Xenon headlights are high intensity discharge (HID) lighting systems. These HIDs incorporate a xenon headlight bulb that uses xenon gas to create light. More or less gas inside the bulb will dictate the color temperature of the bulb and could range in a wide variety of colors, depending on the technology of the manufacturer. Many new model cars have HID lighting systems as standard equipment and are a better alternative to the once-standard halogen lamps. While it is true that xenon bulbs have a longer service life than conventional halogen lamps, variances in the quality of each part or improper installation could cause a xenon bulb to fail.
Buying a Xenon Bulb
Before you purhase a bulb for a xenon headlight, check your vehicle warranty for appropriate coverage of the damaged or faulty part. Conversion kits also offer a limited warranty on HID products and should be consulted if the xenon bulb fails within the warranty period.
Determine the color temperature of the old bulb when buying new xenon bulbs. This would also be an appropriate time to upgrade to a different color bulb, because it is better to replace two bulbs at the same time. Have the entire system checked for proper wiring and polarity procedures before installing new bulbs, because faulty sockets, wiring and ballasts could contribute to shorter bulb life. Remember to order the same kind of bulb as your existing xenon bulb.
When deciding to upgrade to a different colored bulb in your purchase, take into account the various laws in your state and check whether the color of the bulb conforms to safety rules and regulations. Driving environment should also be considered, as a yellowish beam yields better results in foggy and rainy conditions. White and bluish white bulbs are best reserved for off road conditions but are appropriate to use in normal driving as well. Be aware that white beams (5,000 to 6,000K color temperature) present visibility problems on asphalt roads, especially in the rain.
There are a variety of colors you can choose from.
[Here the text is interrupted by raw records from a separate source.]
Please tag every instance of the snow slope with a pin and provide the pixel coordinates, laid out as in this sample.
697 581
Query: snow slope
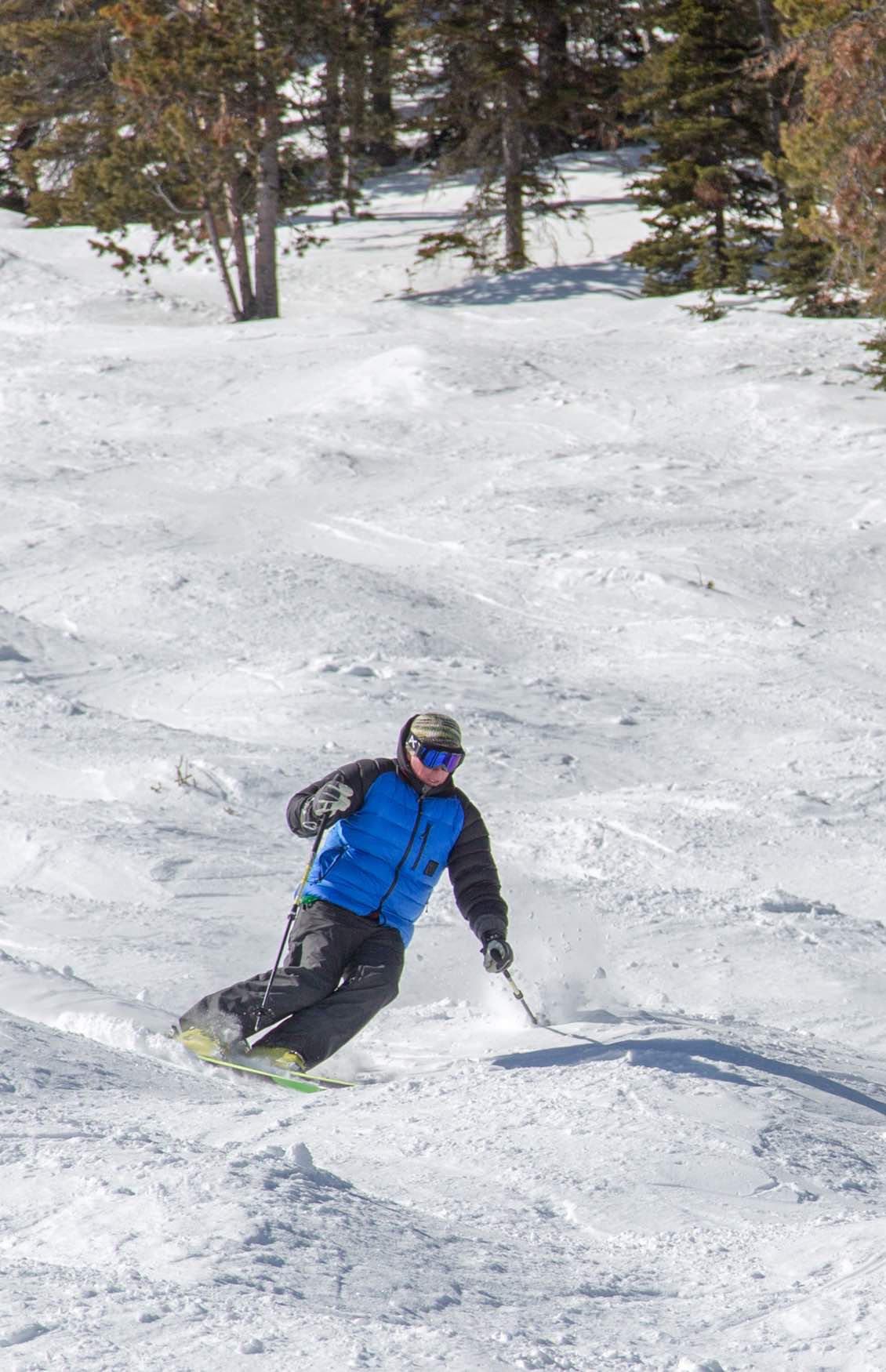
641 557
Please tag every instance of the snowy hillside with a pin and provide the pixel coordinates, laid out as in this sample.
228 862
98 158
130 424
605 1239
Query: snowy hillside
641 559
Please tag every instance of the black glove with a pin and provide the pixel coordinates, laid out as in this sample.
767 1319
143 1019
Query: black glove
320 808
332 797
497 954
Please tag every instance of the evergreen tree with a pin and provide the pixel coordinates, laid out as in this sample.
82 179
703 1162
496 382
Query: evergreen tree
184 131
834 151
712 202
499 85
55 91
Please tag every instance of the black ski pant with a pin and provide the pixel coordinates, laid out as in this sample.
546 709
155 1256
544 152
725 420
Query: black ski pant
339 971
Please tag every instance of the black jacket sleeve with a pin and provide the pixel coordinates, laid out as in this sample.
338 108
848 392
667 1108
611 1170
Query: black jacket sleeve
475 877
358 775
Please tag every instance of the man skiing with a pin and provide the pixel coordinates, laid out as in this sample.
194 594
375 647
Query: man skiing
391 826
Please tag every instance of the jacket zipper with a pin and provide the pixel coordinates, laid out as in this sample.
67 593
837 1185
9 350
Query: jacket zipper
397 874
421 845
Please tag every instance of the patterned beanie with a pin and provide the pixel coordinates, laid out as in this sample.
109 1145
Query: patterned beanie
441 730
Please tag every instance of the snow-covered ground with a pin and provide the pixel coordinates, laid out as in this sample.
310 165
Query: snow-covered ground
641 557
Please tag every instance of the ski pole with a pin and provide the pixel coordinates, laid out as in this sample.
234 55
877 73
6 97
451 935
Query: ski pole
520 996
542 1024
285 932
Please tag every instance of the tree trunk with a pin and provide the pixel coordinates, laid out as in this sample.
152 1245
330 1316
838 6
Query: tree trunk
267 208
554 78
332 106
240 249
512 144
382 146
219 252
355 106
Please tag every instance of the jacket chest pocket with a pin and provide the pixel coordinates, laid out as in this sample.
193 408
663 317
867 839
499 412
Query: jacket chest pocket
423 844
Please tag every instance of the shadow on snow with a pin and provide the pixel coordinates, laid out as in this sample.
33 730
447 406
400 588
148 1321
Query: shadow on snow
682 1055
539 285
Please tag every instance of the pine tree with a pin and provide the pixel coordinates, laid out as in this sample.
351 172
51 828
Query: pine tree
712 202
496 107
834 151
55 93
183 131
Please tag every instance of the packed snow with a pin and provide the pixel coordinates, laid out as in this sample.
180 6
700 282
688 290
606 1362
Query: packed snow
641 559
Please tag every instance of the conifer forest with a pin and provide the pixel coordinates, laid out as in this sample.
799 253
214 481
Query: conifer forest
757 131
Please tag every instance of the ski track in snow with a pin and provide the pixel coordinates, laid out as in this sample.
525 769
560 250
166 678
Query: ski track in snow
641 559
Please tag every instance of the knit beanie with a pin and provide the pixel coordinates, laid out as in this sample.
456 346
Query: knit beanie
441 730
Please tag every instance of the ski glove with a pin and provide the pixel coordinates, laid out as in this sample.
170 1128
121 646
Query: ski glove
332 797
497 954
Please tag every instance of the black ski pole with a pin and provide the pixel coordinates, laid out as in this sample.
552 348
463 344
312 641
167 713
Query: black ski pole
289 921
520 996
542 1024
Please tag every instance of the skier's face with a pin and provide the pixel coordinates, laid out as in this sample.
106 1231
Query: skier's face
428 775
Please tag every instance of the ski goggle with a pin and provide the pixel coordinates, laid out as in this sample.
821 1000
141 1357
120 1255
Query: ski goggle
431 757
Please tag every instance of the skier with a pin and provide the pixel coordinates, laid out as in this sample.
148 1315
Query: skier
395 823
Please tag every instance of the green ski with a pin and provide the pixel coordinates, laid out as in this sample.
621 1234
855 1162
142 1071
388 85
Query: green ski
295 1080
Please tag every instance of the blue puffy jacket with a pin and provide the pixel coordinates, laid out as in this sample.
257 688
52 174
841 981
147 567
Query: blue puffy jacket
387 852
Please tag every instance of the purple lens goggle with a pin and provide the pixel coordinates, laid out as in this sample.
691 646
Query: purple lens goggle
431 757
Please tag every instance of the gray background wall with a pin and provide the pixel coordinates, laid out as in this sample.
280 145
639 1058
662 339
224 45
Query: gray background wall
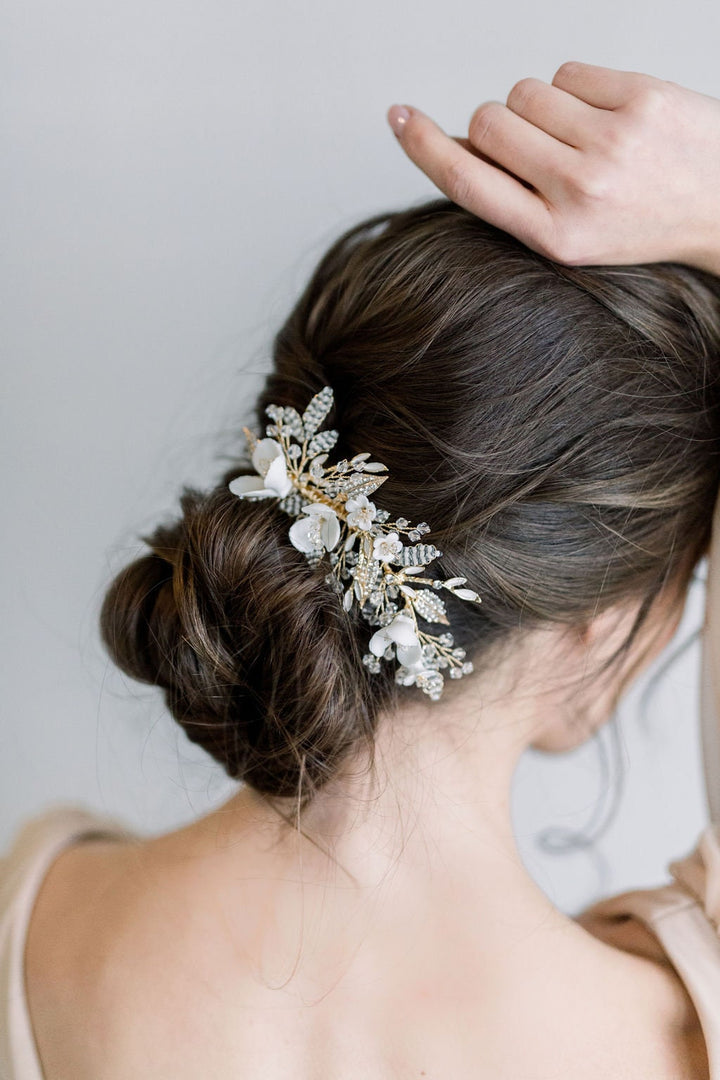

The lights are given Kelvin ratings.
- 3000K: A yellow tint which is generally used as fog lights
- 4300K: The OEM color you find on most vehicles that have factory made HID
- 6000K: This is similar to the OEM color, but it has a far whiter tint
- 8000K: A little bit of a blue tint
- 10000K: A lot like the 8000K, but is just a little bit darker blue
- 12000K: A deep blue tint
- 30000K: An exotic purple tint
Changing a Xenon Bulb
Always handle bulbs with care. Never touch the glass part of the bulb with your bare hands, because oil from fingerprints might cause the glass to explode when heated or might cause unsightly condensation in your headlights. Clean the glass surface of the bulb with alcohol in the event of an oil stain.
Only remove the protective casing of the bulb when it is ready to be installed. The protective casing is there for a purpose, as severe vibration or shock might be harmful or destructive to the performance of the xenon bulb. It also prevents contamination of the glass that may also be detrimental to performance.
Changing a xenon bulb is a simple procedure but when in doubt, consult with a knowledgeable friend or expert mechanic for advice on proper installation. Do not forget to aim the beam after changing the xenon bulb, because mild differences may have occurred in the process of installation. A few degrees may mean the difference between proper distribution of light and blinding other drivers on the road. As an exercise of courtesy among other road users, have your headlights angled and adjusted to proper specifications as indicated in the preventive maintenance schedule of your vehicle.